The van der Waals equation is given by: \[\left(P + \frac{an^2}{V^2}\right)(V-nb)=nRT\] For Nitrogen gas (\(N_2\)), the van der Waals constants are: \(a = 1.39\,\frac{\text{L}^2\,\text{bar}}{\text{mol}^2}\) and \(b = 0.0391\,\frac{\text{L}}{\text{mol}}\) We need to solve the equation for pressure (P). Converting the volume from liters to cubic meters: \(V = 1100.0\,\text{L} \times 0.001\frac{\text{m}^3}{\text{L}} = 1.100\,\text{m}^3\) Now, we can isolate the pressure (P): \(P = \frac{nRT}{V-nb} - \frac{an^2}{V^2}\) \(P = \frac{4285.95\,\text{mol} \times 8.314\,\frac{\text{J}}{\text{mol}\cdot\text{K}} \times 553.15\,\text{K}}{1.10\,\text{m}^3 - 4285.95\,\text{mol}\times 0.0391\,\frac{\text{L}}{\text{mol}} \cdot 0.001\,\frac{\text{m}^3}{\text{L}}} - \frac{1.39\,\frac{\text{L}^2\,\text{bar}}{\text{mol}^2} \times 100\,\frac{\text{N}}{\text{m}^2\cdot\text{bar}} \times (4285.95\,\text{mol})^2}{(1.100\,\text{m}^3)^2}\) \(P = 36827.00\,\frac{\text{N}}{\text{m}^2}\) The pressure of the nitrogen gas using the van der Waals equation is approximately \(3.68 \times 10^4\,\frac{\text{N}}{\text{m}^2}\) or Pascals (Pa).

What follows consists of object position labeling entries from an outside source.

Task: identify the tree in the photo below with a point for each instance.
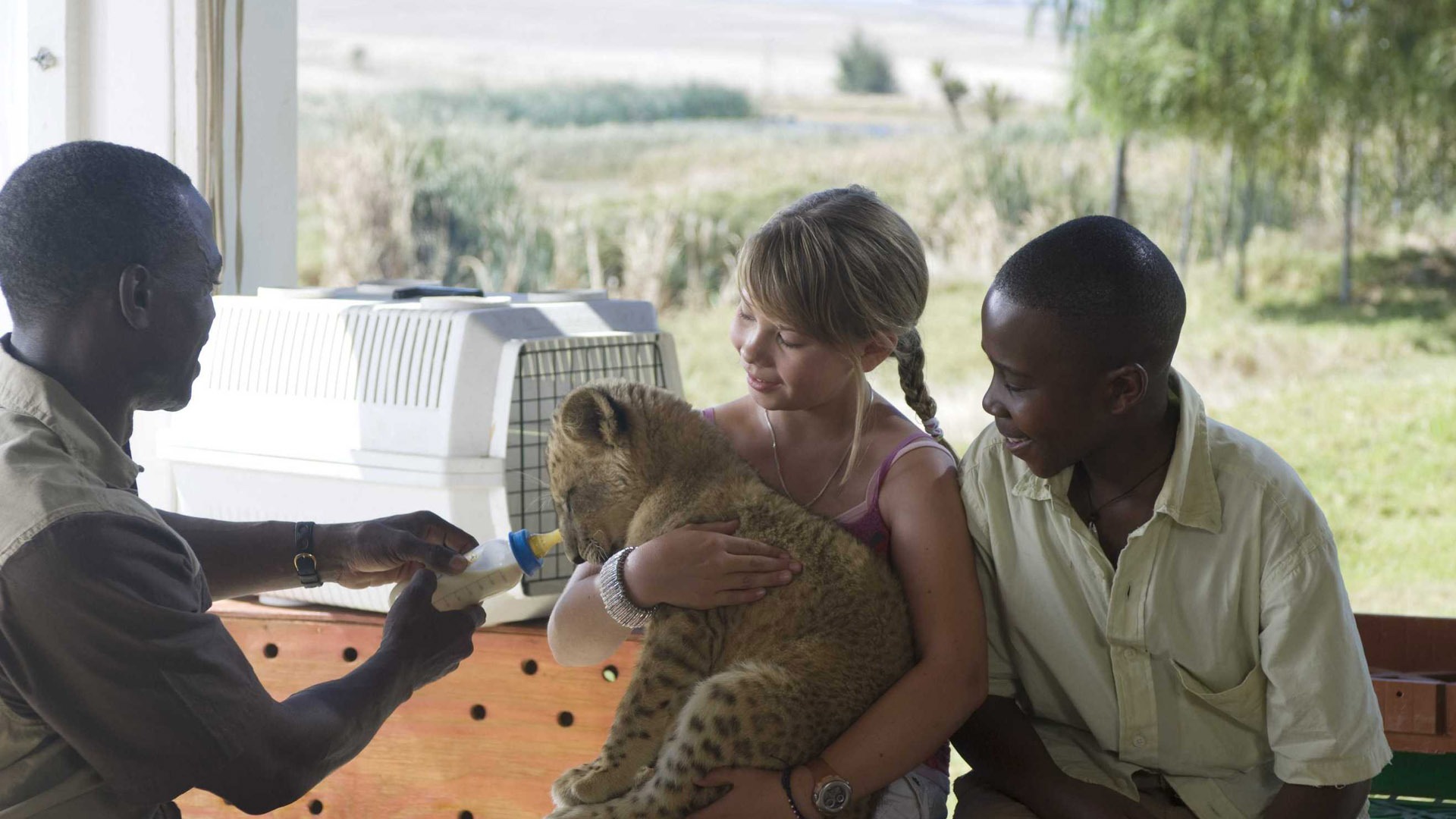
(952, 89)
(864, 67)
(993, 102)
(1107, 36)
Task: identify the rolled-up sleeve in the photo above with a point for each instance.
(998, 661)
(1324, 722)
(105, 634)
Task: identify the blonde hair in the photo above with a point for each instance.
(843, 268)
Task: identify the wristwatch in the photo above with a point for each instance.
(832, 793)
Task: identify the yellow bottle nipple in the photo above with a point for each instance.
(545, 542)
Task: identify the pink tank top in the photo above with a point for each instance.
(868, 525)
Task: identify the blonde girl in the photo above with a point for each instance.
(829, 289)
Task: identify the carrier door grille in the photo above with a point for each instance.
(545, 373)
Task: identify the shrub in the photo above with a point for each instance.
(864, 67)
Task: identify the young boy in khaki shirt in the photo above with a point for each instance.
(1169, 634)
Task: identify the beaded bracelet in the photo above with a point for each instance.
(612, 583)
(788, 790)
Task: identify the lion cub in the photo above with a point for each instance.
(761, 686)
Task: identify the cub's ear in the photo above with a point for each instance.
(590, 414)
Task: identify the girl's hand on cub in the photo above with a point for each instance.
(704, 567)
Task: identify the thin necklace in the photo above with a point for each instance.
(1097, 512)
(774, 442)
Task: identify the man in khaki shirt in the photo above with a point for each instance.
(118, 689)
(1169, 634)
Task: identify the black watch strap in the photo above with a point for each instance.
(303, 560)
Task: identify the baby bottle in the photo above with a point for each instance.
(495, 566)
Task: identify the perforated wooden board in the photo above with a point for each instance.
(485, 742)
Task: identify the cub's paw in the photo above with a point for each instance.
(592, 784)
(564, 790)
(601, 783)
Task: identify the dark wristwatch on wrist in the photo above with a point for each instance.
(832, 792)
(303, 560)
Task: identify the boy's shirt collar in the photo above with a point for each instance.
(1190, 494)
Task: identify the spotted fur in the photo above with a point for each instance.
(762, 686)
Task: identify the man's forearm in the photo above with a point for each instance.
(310, 735)
(239, 558)
(1294, 802)
(1005, 751)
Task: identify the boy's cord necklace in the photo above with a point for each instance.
(774, 444)
(1087, 490)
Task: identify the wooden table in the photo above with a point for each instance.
(484, 742)
(490, 739)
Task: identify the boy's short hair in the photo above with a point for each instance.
(1106, 276)
(73, 216)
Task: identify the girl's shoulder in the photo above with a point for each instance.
(903, 447)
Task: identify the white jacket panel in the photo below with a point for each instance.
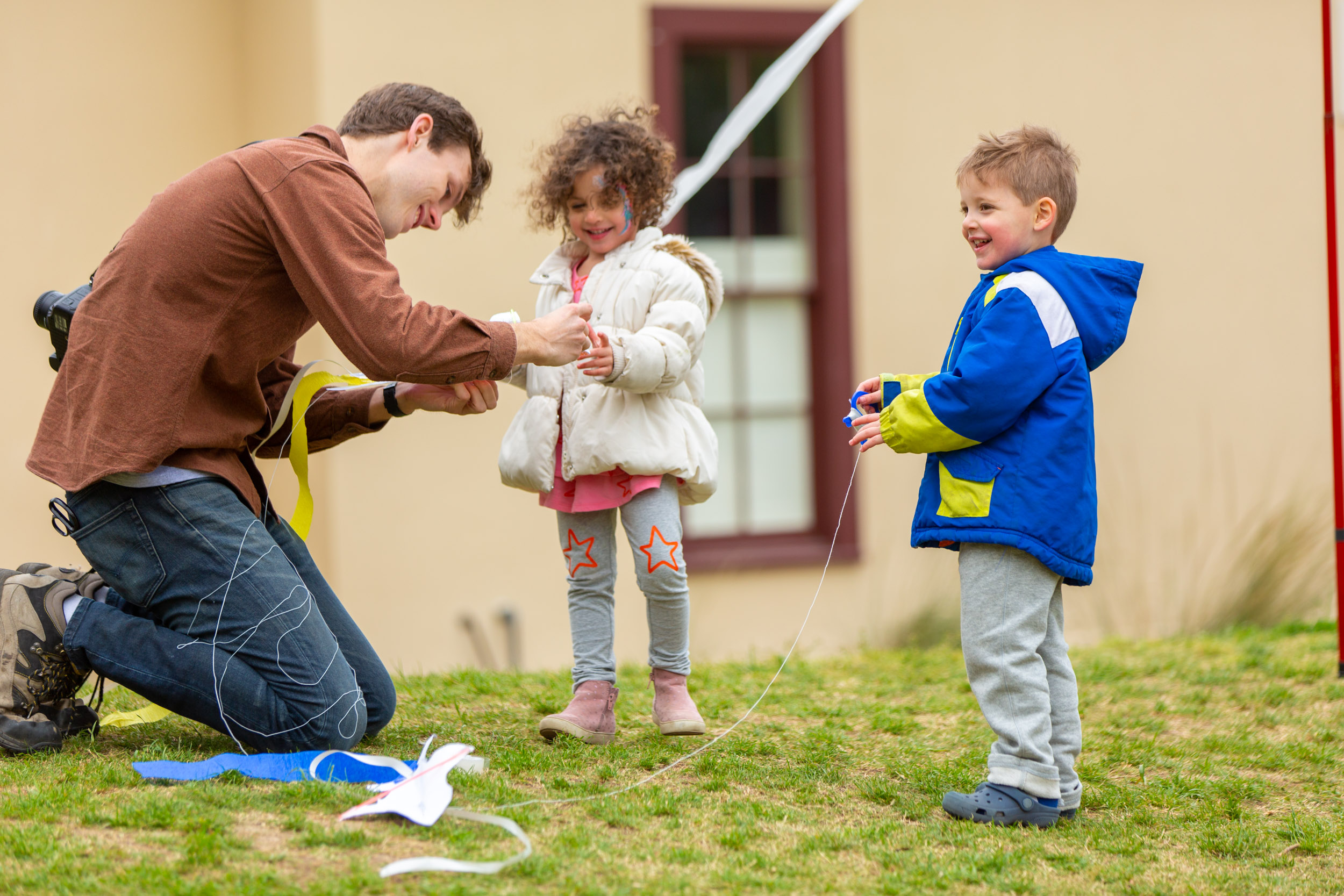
(654, 297)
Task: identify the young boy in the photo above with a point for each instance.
(1011, 481)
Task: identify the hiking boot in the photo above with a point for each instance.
(674, 711)
(70, 716)
(35, 734)
(34, 665)
(1000, 805)
(590, 715)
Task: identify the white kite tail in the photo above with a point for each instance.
(762, 97)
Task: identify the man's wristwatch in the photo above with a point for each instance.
(390, 401)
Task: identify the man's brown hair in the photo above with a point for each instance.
(393, 108)
(632, 155)
(1034, 163)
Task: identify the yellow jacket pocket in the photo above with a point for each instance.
(966, 484)
(963, 497)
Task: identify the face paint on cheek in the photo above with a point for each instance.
(630, 213)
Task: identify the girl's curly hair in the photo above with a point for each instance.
(631, 154)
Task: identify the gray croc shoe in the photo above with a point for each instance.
(1000, 805)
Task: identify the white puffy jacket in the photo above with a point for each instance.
(654, 297)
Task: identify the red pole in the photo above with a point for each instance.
(1332, 278)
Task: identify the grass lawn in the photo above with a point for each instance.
(1211, 765)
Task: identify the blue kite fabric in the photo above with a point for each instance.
(276, 766)
(1007, 422)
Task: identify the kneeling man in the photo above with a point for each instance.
(176, 370)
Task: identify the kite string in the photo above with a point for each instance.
(750, 709)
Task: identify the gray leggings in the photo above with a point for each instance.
(1012, 636)
(652, 523)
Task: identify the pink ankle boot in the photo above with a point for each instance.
(590, 715)
(674, 711)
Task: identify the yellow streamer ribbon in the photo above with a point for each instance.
(135, 716)
(303, 519)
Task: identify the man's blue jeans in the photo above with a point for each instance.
(226, 620)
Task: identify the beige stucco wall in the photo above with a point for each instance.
(1199, 132)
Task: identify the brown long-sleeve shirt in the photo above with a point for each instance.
(183, 351)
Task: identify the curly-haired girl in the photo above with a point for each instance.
(623, 426)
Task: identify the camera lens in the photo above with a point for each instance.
(42, 311)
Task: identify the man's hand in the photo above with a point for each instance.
(598, 361)
(557, 339)
(475, 397)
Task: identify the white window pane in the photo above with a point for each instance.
(778, 264)
(717, 358)
(780, 475)
(777, 362)
(719, 515)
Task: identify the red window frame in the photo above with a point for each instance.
(832, 378)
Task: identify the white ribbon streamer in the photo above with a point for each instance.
(762, 97)
(434, 863)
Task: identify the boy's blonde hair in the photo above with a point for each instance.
(1034, 163)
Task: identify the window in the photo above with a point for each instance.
(775, 219)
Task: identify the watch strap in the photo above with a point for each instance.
(390, 401)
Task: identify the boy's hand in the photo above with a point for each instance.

In determining which correction dominates the van der Waals equation, we need to compare the two correction terms: \(\frac{an^2}{V^2}\) which accounts for the attractive interactions and \(nb\) which accounts for the finite volume of gas molecules. Attractive interactions term: \(\frac{an^2}{V^2} = \frac{1.39\,\frac{\text{L}^2\,\text{bar}}{\text{mol}^2} \times 100\,\frac{\text{N}}{\text{m}^2\cdot\text{bar}} \times (4285.95\,\text{mol})^2}{(1.100\,\text{m}^3)^2} = 2151.88\,\frac{\text{N}}{\text{m}^2}\) Finite volume of gas molecules term: \(nb = 4285.95\,\text{mol} \times 0.0391\,\frac{\text{L}}{\text{mol}} \times 0.001\,\frac{\text{m}^3}{\text{L}} = 0.16775\, \text{m}^3\) The difference between ideal gas law pressure and van der Waals pressure is mainly due to the attractive interactions term since the finite volume term contributes just a small difference to the total volume. Thus, under the given conditions, the correction for attractive interactions dominates.